Nothing ruins the mood like hearing your upstairs neighbors having sex.
You'd think it would be sexy to hear sex sounds, but it's not, especially when the people making them once flooded your hallway with their toilet.
"Let's put on some music!" said Jeff, who was not about to give up that easily.
"Um... okay." I leaned over to our aged CD player. "We've got... Garrison Keillor... David Sedaris... ooh, Michael Beschloss reading LBJ's secret White House tapes!"
"Um, no. We are not getting it on to your sleep aids. Try again."
Under a two-inch layer of dust I found some John Coltrane. I turned it on and waited for the bass line to drown out the awkwardness.
"You know," said Jeff in his best Barry White voice, "this album is called 'A Love Supreme'." He started puttin' on the moves.

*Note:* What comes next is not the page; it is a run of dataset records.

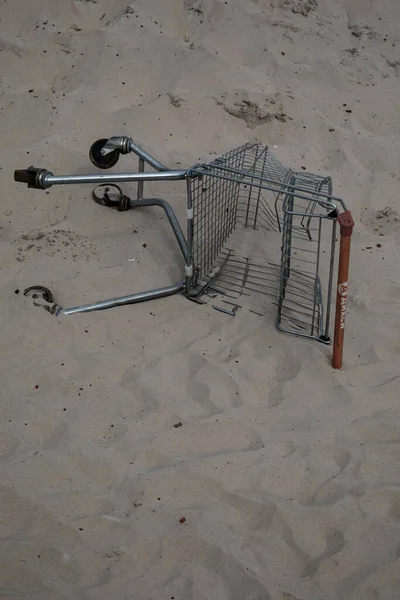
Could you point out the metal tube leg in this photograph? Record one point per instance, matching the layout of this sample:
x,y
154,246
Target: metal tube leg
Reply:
x,y
131,299
151,294
176,228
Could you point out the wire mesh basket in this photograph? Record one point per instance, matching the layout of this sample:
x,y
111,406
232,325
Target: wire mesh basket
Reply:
x,y
248,189
255,228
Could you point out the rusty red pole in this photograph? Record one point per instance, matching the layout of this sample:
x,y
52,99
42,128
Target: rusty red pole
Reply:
x,y
346,223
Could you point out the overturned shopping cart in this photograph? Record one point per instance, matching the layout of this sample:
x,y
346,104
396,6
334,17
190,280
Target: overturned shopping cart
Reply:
x,y
231,201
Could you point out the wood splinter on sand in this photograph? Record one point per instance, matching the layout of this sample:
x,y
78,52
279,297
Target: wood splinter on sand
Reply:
x,y
346,223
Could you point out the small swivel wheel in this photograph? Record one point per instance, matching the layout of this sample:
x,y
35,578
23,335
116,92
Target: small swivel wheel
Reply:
x,y
99,160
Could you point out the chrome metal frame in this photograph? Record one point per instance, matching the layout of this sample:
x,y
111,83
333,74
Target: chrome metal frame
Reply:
x,y
220,195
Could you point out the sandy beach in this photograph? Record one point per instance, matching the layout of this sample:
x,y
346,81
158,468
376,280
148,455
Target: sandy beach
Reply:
x,y
281,481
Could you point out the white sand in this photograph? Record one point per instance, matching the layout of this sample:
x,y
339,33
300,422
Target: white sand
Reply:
x,y
286,471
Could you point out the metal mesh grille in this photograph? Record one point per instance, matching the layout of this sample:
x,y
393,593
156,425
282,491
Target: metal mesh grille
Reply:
x,y
248,187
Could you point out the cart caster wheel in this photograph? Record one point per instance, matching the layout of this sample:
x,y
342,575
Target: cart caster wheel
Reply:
x,y
100,161
110,194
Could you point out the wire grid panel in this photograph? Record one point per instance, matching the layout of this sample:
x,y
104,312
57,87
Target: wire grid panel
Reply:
x,y
309,225
227,193
249,188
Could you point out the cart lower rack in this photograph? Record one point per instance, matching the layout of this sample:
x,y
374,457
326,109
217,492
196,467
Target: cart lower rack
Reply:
x,y
254,226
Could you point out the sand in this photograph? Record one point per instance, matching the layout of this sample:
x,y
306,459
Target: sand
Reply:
x,y
284,473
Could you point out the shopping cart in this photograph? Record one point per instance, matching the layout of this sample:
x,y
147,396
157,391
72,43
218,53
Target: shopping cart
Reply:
x,y
244,193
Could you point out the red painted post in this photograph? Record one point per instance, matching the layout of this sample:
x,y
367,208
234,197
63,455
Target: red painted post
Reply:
x,y
346,223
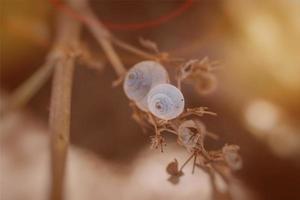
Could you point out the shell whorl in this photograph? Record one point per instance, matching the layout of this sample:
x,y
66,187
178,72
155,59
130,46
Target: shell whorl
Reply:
x,y
165,101
141,78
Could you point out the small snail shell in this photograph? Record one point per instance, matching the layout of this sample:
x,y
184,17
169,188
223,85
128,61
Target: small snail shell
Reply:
x,y
141,78
165,101
188,131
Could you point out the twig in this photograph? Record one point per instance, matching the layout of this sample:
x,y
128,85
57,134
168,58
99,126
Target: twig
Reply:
x,y
60,106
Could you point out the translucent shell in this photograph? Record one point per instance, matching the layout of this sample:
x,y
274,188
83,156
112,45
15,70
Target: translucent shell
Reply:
x,y
188,133
141,78
165,101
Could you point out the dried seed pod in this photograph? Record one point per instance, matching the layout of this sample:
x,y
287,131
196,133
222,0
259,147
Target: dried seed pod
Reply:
x,y
232,157
141,78
165,101
189,132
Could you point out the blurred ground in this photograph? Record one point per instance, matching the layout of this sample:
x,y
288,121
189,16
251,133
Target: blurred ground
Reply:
x,y
257,99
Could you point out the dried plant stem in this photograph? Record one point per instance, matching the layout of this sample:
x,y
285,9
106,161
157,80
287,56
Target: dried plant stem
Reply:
x,y
60,106
59,123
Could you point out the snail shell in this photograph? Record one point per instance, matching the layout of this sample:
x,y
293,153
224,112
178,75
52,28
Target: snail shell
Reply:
x,y
165,101
188,132
141,78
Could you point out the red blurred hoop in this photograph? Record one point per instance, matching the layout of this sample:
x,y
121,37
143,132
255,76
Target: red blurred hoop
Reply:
x,y
127,26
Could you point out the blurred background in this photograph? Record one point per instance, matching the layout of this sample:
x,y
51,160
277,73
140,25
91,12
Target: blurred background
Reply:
x,y
257,100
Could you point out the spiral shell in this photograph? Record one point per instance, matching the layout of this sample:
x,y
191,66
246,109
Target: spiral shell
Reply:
x,y
188,132
141,78
165,101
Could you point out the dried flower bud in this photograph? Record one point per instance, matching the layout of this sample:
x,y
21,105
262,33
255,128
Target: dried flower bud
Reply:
x,y
232,157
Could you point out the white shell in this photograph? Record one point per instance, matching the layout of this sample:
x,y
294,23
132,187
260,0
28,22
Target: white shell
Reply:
x,y
165,101
141,78
186,136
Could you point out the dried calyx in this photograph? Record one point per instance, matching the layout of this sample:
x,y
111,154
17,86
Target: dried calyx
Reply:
x,y
160,105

"Do you think it's too loud?" Suddenly I was worried about our downstairs neighbors. What if, in muffling the upstairs sex noises, we were bothering the people below with our smooth jazz (which, let's face it, is basically sex noise anytime it's played after 10 pm)? The last thing I needed was squealing from above and a broom handle banging on the ceiling underneath us. We would be stuck in the middle of a sex-rage sandwich!

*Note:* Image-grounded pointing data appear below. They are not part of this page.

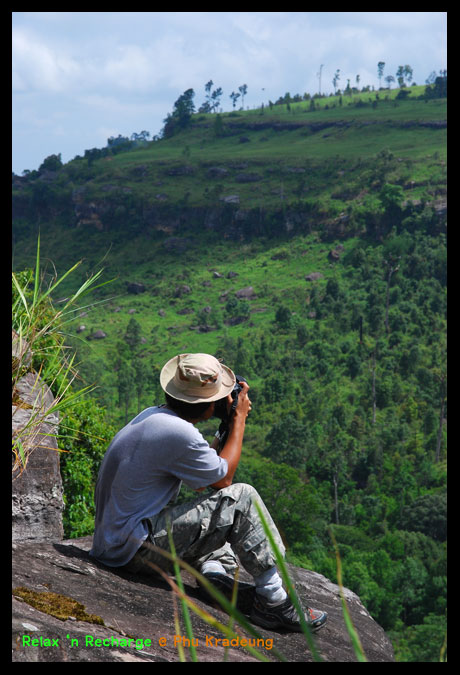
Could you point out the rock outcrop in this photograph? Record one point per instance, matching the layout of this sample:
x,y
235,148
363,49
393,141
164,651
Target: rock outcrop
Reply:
x,y
37,501
120,606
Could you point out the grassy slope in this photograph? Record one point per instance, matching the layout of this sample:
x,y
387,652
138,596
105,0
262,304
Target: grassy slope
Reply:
x,y
336,160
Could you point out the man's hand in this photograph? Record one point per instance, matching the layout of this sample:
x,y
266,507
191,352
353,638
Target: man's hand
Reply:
x,y
244,405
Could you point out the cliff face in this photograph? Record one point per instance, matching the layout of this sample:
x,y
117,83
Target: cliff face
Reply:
x,y
68,607
119,605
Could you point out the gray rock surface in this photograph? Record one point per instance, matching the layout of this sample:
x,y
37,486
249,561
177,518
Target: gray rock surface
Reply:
x,y
143,607
37,501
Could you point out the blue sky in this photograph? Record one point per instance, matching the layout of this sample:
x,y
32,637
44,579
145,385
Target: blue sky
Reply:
x,y
81,77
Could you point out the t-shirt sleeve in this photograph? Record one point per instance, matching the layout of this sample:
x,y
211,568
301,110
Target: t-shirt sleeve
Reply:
x,y
200,465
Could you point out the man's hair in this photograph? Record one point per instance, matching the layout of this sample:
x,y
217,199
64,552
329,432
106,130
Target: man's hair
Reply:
x,y
191,411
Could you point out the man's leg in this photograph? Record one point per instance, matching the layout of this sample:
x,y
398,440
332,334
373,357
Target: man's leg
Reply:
x,y
203,527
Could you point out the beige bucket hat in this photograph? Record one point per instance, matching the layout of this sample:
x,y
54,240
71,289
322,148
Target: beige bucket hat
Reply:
x,y
196,378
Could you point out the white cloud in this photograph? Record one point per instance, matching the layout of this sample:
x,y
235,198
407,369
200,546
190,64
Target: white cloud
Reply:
x,y
37,66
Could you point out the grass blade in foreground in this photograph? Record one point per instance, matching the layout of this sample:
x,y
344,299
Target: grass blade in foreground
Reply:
x,y
289,586
188,623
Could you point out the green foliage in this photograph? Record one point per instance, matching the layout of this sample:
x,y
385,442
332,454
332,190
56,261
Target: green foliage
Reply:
x,y
84,438
347,372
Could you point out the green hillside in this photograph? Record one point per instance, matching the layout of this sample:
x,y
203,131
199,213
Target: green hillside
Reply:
x,y
307,248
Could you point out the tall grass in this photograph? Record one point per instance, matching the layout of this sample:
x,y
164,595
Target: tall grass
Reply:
x,y
38,346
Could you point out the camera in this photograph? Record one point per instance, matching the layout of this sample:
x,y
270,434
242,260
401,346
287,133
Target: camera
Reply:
x,y
221,411
220,408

It occurred to me, as I leaned over, desperately trying to lower the volume on our Jurassic-era "boom box" while trying simultaneously to plug my ears, that this is a problem very specific to apartment dwellers. If we lived in a ranch house way out in the boonies, we would never have to hear anyone have sex, except maybe for livestock.
Then again, it's always the remote ranch houses that get terrorized by psychos. So, six of one, half dozen of the other, really: Whether you need to invest in ear plugs or a shotgun, no matter where you live, you're always going to have to deal with some bullshit.
Like post-coital Rock Band. Which is just mean.